Renal Failure (Kidney Failure)

Failure of the kidneys to excrete wastes may lead to accumulation of urea with marked reduction in the urine output. Renal failure are of two types, Acute and chronic renal failure. In acute renal failure the kidney stops its function abruptly, but there are chances for recovery of kidney functions. In chronic renal failure there is a progressive loss of function of the nephrons which gradually decreases the function of kidneys.

Uremia

Uremia is characterized by increase in urea and other non-protein nitrogenous substances like uric acid and creatinine in blood. Normal urea level in human blood is about 17-30mg/100mL of blood.
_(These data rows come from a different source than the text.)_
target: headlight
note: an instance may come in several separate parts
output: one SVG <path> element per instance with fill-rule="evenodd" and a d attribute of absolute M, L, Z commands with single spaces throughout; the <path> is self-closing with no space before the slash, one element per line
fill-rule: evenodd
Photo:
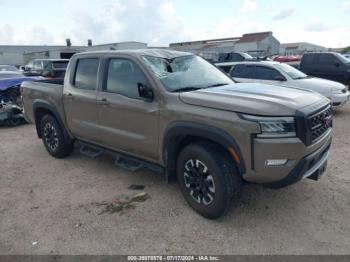
<path fill-rule="evenodd" d="M 241 114 L 241 117 L 259 123 L 261 133 L 257 135 L 258 137 L 296 137 L 294 117 L 261 117 L 245 114 Z"/>
<path fill-rule="evenodd" d="M 343 90 L 345 90 L 345 92 L 344 92 Z M 333 93 L 333 94 L 343 94 L 343 93 L 346 93 L 346 87 L 344 87 L 344 89 L 333 88 L 333 89 L 332 89 L 332 93 Z"/>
The urea concentration rises as 10 times of normal levels during chronic renal failure.

Renal Calculi

Kidney stone or calculi, also called renal stone or nephrolithiasis, is the formation of hard stone like masses in the renal tubules of renal pelvis. It is mainly due to the accumulation of soluble crystals of salts of sodium oxalates and certain phosphates.

This result in severe pain called “renal colic pain” and can cause scars in the kidneys. Renal stones can be removed by techniques like pyleothotomy or lithotripsy.

Glomerulonephritis

It is also called Bright’s disease and is characterized by inflammation of the glomeruli of both kidneys and is usually due to poststreptococcal infection that occurs in children. Symptoms are haematuria, proteinuria, salt and water retention, oligouria, hypertension and pulmonary oedema.